15 Temmuz gecesi, Fetöcülerin hain darbe girişiminin yıldönümü gecesinde 00.15’te Selalar okunurken kabul edilen ek bütçeyle birlikte aynı saatte açıklanan zamlar beni, bizi üzdü.
Biliyor ve İnanıyorum ki Cumhurbaşkanı Recep Tayyip Erdoğan’ı da üzmüştür.
Muhalefetin iyi oldu sevinmelerine bakmayın onları da üzdü bu zamlar.
Torba yasada zamlar Cumhur ittifakına oy verenleri kapsıyor diye bir madde yok.
İlk defa, birlikte sevinemedik ama birlikte üzülüyoruz.
Bizi üzüntüde birleştiren millet olma duygumuzu her yönde ve her yerde hep yaşarız inşallah.
Benim bir umudum var, güvendiğim Recep Tayyip Erdoğan’dan…
Bu zamları yeniden gözden geçirecektir umudumu kaybetmedim ben.
Bizler bu sınavı da başarıyla veririz Allah’ın izniyle.

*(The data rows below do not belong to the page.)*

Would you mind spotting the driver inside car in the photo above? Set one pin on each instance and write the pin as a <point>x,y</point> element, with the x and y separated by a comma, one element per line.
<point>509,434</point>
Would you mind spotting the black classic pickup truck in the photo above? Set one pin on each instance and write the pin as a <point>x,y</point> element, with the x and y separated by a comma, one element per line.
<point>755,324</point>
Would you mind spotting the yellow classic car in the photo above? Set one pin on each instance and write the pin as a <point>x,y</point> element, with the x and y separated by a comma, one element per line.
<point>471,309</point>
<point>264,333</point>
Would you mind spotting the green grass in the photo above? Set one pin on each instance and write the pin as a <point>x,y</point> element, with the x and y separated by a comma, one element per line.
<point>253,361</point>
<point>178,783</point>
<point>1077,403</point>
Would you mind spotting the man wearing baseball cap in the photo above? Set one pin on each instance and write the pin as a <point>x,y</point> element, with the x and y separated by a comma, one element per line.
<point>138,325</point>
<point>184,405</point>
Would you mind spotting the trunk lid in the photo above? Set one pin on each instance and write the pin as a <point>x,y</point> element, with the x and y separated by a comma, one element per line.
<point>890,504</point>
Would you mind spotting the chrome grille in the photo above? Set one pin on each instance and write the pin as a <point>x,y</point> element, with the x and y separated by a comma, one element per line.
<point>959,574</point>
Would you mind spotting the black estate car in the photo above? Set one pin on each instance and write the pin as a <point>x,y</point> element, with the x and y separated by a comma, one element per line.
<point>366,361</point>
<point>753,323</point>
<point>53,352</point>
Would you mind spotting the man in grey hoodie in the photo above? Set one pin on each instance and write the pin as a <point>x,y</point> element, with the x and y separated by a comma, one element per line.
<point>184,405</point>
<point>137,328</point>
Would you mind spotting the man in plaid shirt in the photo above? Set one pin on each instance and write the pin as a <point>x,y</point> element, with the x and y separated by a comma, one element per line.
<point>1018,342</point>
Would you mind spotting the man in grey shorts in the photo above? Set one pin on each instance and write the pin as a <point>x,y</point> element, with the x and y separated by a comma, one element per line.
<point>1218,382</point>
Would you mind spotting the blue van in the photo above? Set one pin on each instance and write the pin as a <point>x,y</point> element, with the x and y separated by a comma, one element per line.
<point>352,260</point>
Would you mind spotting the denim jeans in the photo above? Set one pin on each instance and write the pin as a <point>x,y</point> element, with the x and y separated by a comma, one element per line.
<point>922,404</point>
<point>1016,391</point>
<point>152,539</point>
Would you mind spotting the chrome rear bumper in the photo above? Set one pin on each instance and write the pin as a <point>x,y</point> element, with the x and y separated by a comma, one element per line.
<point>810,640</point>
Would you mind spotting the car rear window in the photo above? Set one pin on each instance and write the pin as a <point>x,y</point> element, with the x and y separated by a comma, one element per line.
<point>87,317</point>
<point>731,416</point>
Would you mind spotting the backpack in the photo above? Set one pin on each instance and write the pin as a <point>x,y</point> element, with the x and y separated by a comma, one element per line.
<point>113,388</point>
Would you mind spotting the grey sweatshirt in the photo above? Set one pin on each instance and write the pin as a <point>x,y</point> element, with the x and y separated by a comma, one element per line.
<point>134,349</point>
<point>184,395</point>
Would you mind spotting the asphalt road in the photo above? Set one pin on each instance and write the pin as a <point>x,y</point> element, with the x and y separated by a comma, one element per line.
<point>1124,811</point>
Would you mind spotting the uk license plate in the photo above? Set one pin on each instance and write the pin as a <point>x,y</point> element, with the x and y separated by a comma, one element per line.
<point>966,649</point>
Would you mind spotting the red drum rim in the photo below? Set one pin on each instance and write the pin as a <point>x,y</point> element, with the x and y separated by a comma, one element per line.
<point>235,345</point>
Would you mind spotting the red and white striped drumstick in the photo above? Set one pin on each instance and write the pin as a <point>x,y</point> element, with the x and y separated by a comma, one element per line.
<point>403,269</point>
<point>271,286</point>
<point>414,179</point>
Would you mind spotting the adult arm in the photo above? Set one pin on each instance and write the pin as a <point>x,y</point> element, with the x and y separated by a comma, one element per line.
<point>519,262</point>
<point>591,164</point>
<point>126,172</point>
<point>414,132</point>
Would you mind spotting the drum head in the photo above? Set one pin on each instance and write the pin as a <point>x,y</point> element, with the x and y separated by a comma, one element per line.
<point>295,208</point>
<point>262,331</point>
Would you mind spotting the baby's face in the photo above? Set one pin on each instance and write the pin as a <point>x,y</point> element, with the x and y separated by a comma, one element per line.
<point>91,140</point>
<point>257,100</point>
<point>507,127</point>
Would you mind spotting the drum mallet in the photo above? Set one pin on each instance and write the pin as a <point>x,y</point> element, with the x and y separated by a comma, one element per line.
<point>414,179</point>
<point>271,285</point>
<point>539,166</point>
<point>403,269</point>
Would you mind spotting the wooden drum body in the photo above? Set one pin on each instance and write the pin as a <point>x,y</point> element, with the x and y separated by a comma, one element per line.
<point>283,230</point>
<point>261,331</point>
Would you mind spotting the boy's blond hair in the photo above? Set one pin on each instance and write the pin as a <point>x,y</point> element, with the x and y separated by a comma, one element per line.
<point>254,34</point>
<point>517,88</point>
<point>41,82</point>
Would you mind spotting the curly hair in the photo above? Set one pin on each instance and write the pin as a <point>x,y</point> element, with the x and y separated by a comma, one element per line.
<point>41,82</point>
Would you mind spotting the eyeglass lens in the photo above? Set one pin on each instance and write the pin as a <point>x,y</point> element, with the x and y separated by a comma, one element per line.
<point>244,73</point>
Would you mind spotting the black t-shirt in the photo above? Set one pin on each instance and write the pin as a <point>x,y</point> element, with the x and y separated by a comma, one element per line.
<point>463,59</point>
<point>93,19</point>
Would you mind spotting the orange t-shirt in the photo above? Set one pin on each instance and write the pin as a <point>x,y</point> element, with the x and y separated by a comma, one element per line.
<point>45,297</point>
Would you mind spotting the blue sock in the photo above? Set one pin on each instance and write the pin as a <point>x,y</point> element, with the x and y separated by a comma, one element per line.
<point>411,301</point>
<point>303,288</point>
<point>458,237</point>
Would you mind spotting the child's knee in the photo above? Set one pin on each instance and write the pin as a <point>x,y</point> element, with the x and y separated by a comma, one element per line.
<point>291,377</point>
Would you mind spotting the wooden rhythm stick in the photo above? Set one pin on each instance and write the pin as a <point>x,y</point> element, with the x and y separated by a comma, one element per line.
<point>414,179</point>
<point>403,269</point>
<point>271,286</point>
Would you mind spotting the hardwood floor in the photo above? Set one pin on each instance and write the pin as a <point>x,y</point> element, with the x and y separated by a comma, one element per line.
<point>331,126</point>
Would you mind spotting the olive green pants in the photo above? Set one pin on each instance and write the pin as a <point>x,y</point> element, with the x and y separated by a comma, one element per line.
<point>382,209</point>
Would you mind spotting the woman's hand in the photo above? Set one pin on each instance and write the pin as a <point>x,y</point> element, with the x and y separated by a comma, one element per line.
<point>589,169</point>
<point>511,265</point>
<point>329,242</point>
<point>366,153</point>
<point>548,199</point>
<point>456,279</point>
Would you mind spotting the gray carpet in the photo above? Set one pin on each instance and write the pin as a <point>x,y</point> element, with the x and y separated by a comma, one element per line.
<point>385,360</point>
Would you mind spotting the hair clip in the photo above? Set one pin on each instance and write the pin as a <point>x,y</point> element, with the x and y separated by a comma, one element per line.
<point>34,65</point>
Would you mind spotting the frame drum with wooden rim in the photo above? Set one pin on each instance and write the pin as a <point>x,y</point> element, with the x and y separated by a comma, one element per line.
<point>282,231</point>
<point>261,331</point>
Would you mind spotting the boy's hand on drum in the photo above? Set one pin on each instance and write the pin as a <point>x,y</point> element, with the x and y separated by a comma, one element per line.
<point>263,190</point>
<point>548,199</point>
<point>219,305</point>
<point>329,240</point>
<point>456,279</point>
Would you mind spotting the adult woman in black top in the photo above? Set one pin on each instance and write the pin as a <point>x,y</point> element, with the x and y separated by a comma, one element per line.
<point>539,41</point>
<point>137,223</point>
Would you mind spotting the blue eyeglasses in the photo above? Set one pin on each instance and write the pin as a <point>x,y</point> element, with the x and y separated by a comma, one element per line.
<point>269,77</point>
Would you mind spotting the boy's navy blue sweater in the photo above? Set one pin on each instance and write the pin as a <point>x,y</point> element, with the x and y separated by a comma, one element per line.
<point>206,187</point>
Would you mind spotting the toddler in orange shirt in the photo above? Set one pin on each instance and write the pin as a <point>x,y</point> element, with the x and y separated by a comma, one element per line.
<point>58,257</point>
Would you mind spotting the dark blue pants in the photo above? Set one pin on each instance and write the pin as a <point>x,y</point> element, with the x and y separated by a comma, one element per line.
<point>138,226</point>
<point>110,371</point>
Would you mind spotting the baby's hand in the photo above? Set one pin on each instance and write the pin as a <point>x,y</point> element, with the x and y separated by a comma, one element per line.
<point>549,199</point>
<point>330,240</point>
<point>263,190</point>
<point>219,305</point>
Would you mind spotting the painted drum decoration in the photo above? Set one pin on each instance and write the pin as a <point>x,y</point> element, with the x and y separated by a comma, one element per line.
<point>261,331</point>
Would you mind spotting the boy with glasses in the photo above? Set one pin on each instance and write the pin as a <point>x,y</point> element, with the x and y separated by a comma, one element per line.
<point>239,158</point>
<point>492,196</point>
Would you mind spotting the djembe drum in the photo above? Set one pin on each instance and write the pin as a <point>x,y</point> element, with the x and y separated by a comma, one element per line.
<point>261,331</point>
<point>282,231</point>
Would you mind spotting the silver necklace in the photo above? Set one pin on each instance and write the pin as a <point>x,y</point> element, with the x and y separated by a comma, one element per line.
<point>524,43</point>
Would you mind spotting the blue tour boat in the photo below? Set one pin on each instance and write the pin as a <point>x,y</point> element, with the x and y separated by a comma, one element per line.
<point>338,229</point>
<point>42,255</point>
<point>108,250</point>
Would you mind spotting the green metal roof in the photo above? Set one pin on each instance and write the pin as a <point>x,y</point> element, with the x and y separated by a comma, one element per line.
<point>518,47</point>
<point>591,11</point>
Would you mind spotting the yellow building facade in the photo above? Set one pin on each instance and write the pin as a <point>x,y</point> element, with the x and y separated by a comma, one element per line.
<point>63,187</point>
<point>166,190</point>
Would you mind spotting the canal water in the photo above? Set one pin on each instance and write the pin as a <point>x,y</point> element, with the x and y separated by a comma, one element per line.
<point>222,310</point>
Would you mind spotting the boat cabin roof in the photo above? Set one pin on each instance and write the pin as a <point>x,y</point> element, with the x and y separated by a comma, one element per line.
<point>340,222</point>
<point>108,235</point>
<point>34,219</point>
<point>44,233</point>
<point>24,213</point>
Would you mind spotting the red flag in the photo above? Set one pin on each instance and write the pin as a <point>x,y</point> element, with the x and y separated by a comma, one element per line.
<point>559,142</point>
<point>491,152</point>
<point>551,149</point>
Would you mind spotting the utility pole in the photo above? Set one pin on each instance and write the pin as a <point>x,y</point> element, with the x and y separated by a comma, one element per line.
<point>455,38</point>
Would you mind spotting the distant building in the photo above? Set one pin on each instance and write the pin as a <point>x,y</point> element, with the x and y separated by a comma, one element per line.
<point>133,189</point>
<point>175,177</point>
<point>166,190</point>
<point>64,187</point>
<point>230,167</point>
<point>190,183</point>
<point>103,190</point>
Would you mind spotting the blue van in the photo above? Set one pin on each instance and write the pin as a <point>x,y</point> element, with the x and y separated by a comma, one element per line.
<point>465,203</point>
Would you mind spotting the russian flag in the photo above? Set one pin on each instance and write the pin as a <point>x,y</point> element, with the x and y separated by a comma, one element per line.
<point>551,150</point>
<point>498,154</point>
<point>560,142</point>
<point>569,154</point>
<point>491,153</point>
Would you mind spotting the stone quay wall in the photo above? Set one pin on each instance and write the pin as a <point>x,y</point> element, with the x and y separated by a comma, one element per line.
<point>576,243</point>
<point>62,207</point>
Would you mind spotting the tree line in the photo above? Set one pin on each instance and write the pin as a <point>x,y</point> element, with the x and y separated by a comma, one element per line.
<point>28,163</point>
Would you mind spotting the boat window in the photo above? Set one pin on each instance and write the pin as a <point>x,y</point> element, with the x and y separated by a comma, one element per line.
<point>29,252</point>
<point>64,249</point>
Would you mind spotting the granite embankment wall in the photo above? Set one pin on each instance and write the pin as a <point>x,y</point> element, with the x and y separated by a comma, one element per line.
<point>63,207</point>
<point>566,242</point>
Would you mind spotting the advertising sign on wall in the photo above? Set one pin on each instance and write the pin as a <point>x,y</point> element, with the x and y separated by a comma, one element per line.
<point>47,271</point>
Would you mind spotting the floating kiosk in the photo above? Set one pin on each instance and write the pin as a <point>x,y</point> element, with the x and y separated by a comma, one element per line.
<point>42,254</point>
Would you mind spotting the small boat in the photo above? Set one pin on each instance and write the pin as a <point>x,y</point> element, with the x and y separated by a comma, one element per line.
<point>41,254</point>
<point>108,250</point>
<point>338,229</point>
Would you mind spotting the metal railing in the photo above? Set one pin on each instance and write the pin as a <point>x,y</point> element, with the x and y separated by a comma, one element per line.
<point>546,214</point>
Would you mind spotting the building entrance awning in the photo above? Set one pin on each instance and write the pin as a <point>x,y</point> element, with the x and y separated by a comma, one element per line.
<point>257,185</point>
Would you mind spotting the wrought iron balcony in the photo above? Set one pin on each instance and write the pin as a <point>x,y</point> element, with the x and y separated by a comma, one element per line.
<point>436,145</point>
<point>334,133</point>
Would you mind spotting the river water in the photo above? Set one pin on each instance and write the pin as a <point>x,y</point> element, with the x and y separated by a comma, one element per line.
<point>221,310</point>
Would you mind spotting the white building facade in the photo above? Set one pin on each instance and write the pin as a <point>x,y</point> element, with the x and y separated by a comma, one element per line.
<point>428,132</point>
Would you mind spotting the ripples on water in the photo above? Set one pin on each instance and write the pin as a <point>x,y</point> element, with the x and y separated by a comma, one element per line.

Güvenerek, birleşerek, birlikte yürüyerek, üreterek, en önemlisi ise birbirimizi severek zor günleri anlatırız.
İnsan ömrü hariç
Herşey arttı.
Hayırlı ve bereketli ömürler olsun inşallah.
Allah devletimizi, milletimizi aydınlığa çıkartsın inşallah.